Le livre est réparti en trois grands morceaux. Le premier tente de nous montrer quels sont les grands systèmes de ce monde (économiques, écologiques et biologiques) et comment ils fonctionnent. La deuxième partie théorise le macroscope en tentant de définir ce qu'est l'approche globale. Enfin, Jöel de Rosnay utilise cette méthode pour analyser les systèmes évoqués précédemment et pour évoquer leur possible évolution. L'ensemble est illustré de nombreux schémas qui aident les plus visuels d'entre les lecteurs à mieux comprendre.

On peut penser que le livre a été très inspiré par le premier choc pétrolier qui a dû pas mal secouer les économies et les modèles de l'époque. Dans son étude économique, De Rosnay a une approche capitaliste. Mais c'est peut-être le fait qu'il ne connaisse bien que ce modèle ou que celui-ci soit le modèle le plus populaire pour faciliter les explications et démonstrations qu'il a été retenu.

Ce qui m'a frappé à la lecture de l'ouvrage, c'est avec quelle précision l'auteur, grâce à sa méthode, arrive à prédire l'évolution de la société post-industrielle. Pouvoir prédire l'avenir sans se tromper depuis l'année 1974 relève d'une clairvoyance quasi-divine. Dans tous les cas, cela donne un certain indice sur la qualité du Macroscope.

Les grands systèmes:

Dans la première partie de l'oeuvre, 3 grands systèmes sont présentés de manière à mettre en jeu leurs éléments communs: l'écologie, l'économie et la biologie. Je ne vais pas résumer le fonctionnement de chacun des systèmes mais bien présenter leurs éléments communs...

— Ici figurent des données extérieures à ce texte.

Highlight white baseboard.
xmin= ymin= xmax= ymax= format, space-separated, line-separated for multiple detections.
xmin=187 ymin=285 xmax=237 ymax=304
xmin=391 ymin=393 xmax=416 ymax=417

D'abord, ils comportent tous une source d'énergie externe commune: le soleil. Au niveau de la planète (écologie), c'est la source d'énergie de base qui permet à la vie de fonctionner et aux cycles du vivant de se dérouler. Au niveau de l'économie, l'ensemble du cycle est conditionné par la présence d'une source d'énergie. Quelle vienne directement du soleil (photosynthèse par les plantes) ou indirectement (pétrole issu de la matière organique décomposée), l'énergie est indispensable non seulement à la vie biologique mais, à l'équilibre de la planète et à la possibilité de l'économie. Une fois l'énergie utilisée, il reste de l'entropie (chaleur perdue).

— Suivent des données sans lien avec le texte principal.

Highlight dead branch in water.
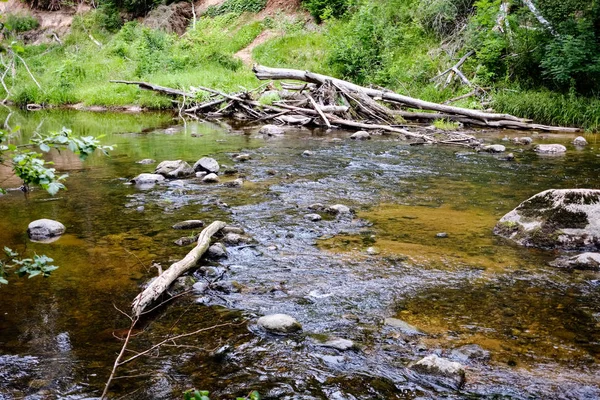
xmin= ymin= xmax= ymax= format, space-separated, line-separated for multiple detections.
xmin=111 ymin=64 xmax=579 ymax=138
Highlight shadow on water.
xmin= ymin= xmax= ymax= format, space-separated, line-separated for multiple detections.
xmin=0 ymin=108 xmax=600 ymax=399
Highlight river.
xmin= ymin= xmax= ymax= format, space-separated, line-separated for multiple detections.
xmin=0 ymin=111 xmax=600 ymax=400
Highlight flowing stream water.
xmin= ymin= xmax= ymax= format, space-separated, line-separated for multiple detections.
xmin=0 ymin=111 xmax=600 ymax=400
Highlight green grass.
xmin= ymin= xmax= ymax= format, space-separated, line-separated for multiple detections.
xmin=0 ymin=11 xmax=264 ymax=109
xmin=492 ymin=90 xmax=600 ymax=132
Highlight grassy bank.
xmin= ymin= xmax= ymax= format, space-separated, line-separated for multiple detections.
xmin=0 ymin=0 xmax=600 ymax=131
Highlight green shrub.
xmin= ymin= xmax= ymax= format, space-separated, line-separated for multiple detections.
xmin=302 ymin=0 xmax=355 ymax=23
xmin=205 ymin=0 xmax=267 ymax=17
xmin=2 ymin=14 xmax=40 ymax=33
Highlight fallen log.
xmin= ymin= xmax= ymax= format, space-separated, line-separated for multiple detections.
xmin=253 ymin=65 xmax=527 ymax=122
xmin=132 ymin=221 xmax=227 ymax=317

Autre point commun essentiel, chaque système possède des cycles. Ce n'est pas un déroulement linéaire mais bien un cycle. Ces cycles conduisent à l'élaboration de réservoirs: réservoirs de carbone (pétrole) ou réservoir de monnaie ou de connaissances.

Enfin, chaque système est en équilibre dynamique: il évolue dans un flux (d'énergie ou de monnaie) mais parvient à se maintenir tant bien que mal, malgré l'évolution de son environnement et de ses éléments internes. Ces équilibres sont permis par des mécanismes internes.

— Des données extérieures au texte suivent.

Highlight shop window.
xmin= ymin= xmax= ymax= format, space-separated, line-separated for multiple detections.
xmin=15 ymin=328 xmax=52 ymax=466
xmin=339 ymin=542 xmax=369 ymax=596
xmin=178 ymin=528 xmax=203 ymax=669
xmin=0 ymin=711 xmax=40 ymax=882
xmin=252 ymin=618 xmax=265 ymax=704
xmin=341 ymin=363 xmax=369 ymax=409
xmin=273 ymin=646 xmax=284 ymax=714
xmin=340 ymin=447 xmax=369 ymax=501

Après cette partie de présentation, vient la théorie qui tente de définir ce qu'est un système. Ma rédaction sera très légère car je veux juste repérer les idées essentielles. S'il vous faut plus, n'hésitez par à lire le livre (en l'empruntant dans votre bibliothèque municipale par exemple).

Le système analysé:

Un système est un ensemble d'éléments en interaction dynamique, organisés en fonction d'un but. Ce qui caractérise les systèmes précédemment évoqués est qu'ils sont tous ouverts et complexes. Ouverts car en permanence en interaction avec leur environnement avec lequel ils échangent de la matière, de l'énergie, de l'entropie. Ces échanges forment des fluxs.

Complexes car:

  • grande variété d'éléments
  • organisation de ces éléments en niveaux hiérarchiques
  • liaisons entre les éléments
  • Interactions non linéaires (exponentielle, asymptote, courbe en S, etc...).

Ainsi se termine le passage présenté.